Let $a_1, a_2, \ldots, a_n, b_1, b_2, \ldots, b_n \in \R_{\ge 0}$ be non-negative real numbers.

Let $p \in \R$, $p \ne 0$ be a real number.

If $p < 0$, then we require that $a_1, a_2, \ldots, a_n, b_1, b_2, \ldots, b_n$ be strictly positive.


If $p > 1$, then:

$\displaystyle \left({\sum_{k \mathop = 1}^n \left({a_k + b_k}\right)^p}\right)^{1/p} \le \left({\sum_{k \mathop = 1}^n a_k^p}\right)^{1/p} + \left({\sum_{k \mathop = 1}^n b_k^p}\right)^{1/p}$


If $p < 1$, $p \ne 0$, then:

$\displaystyle \left({\sum_{k \mathop = 1}^n \left({a_k + b_k}\right)^p}\right)^{1/p} \ge \left({\sum_{k \mathop = 1}^n a_k^p}\right)^{1/p} + \left({\sum_{k \mathop = 1}^n b_k^p}\right)^{1/p}$


Corollary

Let $a_1, a_2, \ldots, a_n, b_1, b_2, \ldots, b_n \in \R$ be real numbers.

Let $p \in \R$ be a real number.


If $p > 1$, then:

$\displaystyle \paren {\sum_{k \mathop = 1}^n \size {a_k + b_k}^p}^{1/p} \le \paren {\sum_{k \mathop = 1}^n \size {a_k}^p}^{1/p} + \paren {\sum_{k \mathop = 1}^n \size {b_k}^p}^{1/p}$


Proof

Proof for $p = 2$

$p = 2$ is an easily proved special case:

\(\displaystyle \sum_{k \mathop = 1}^n \paren {a_k + b_k}^2\) \(=\) \(\displaystyle \sum_{k \mathop = 1}^n \paren {a_k^2 + 2 a_k b_k + b_k^2}\)
\(\displaystyle \) \(=\) \(\displaystyle \sum_{k \mathop = 1}^n a_k^2 + 2 \sum_{k \mathop = 1}^n a_k b_k + \sum_{k \mathop = 1}^n b_k^2\)
\(\displaystyle \) \(\le\) \(\displaystyle \sum_{k \mathop = 1}^n a_k^2 + 2 \paren {\sum_{k \mathop = 1}^n a_k^2}^{1/2} \paren {\sum_{k \mathop = 1}^n b_k^2}^{1/2} + \sum_{k \mathop = 1}^n b_k^2\) Cauchy's Inequality
\(\displaystyle \) \(=\) \(\displaystyle \paren {\paren {\sum_{k \mathop = 1}^n a_k^2}^{1/2} + \paren {\sum_{k \mathop = 1}^n b_k^2}^{1/2} }^2\)

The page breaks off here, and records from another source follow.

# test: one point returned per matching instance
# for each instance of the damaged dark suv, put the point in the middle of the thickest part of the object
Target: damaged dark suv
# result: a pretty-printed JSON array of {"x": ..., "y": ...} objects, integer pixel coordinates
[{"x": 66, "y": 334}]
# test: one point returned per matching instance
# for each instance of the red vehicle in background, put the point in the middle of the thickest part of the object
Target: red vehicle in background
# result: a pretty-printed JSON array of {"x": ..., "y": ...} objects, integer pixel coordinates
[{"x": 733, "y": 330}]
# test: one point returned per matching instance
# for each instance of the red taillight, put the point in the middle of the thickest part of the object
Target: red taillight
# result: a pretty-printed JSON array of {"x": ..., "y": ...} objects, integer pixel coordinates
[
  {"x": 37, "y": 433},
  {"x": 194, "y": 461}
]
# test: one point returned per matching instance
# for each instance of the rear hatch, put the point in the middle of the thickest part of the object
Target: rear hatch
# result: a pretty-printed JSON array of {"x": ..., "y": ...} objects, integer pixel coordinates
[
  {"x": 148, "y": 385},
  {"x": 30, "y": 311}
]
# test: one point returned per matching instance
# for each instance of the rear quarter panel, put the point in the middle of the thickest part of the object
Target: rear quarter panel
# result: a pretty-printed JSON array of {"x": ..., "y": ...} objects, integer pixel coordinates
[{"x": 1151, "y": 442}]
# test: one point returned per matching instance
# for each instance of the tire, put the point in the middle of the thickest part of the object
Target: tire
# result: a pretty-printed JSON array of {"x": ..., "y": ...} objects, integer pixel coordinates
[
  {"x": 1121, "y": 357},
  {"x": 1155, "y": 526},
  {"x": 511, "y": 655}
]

The result follows from Order is Preserved on Positive Reals by Squaring.

$\Box$


Proof for $p > 1$

Without loss of generality, assume that:

$\displaystyle \sum_{k \mathop = 1}^n \left({a_k + b_k}\right)^p \ne 0$

Define:

$q = \dfrac p {p-1}$

Then:

$\dfrac 1 p + \dfrac 1 q = \dfrac 1 p + \dfrac {p-1} p = 1$


It follows that:

\(\displaystyle \sum_{k \mathop = 1}^n \left({a_k + b_k}\right)^p\) \(=\) \(\displaystyle \sum_{k \mathop = 1}^n a_k \left({a_k + b_k}\right)^{p-1} + \sum_{k \mathop = 1}^n b_k \left({a_k + b_k}\right)^{p-1}\)
\(\displaystyle \) \(\le\) \(\displaystyle \left({\sum_{k \mathop = 1}^n a_k^p}\right)^{1/p} \left({\sum_{k \mathop = 1}^n \left({a_k + b_k}\right)^p}\right)^{1/q}\) by Hölder's Inequality for Sums, and because $\left({p - 1}\right) q = p$, by hypothesis
\(\displaystyle \) \(\) \(\, \displaystyle + \, \) \(\displaystyle \left({\sum_{k \mathop = 1}^n b_k^p}\right)^{1/p} \left({\sum_{k \mathop = 1}^n \left({a_k + b_k}\right)^p}\right)^{1/q}\)
\(\displaystyle \) \(=\) \(\displaystyle \left({\left({\sum_{k \mathop = 1}^n a_k^p}\right)^{1/p} + \left({\sum_{k \mathop = 1}^n b_k^p}\right)^{1/p} }\right) \left({\sum_{k \mathop = 1}^n \left({a_k + b_k}\right)^p}\right)^{1/q}\)



The result follows by dividing both sides of the above inequality by $\displaystyle \left({\sum_{k \mathop = 1}^n \left({a_k + b_k}\right)^p}\right)^{1/q}$, and using the equation $\displaystyle 1 - \frac 1 q = \frac 1 p$.

$\Box$


Proof for $p < 1$, $p \ne 0$

In this case, $p$ and $q$ have opposite sign.

The proof then follows the same lines as the proof for $p > 1$, except that the Reverse Hölder's Inequality for Sums is applied instead.

$\blacksquare$


Source of Name

This entry was named for Hermann Minkowski.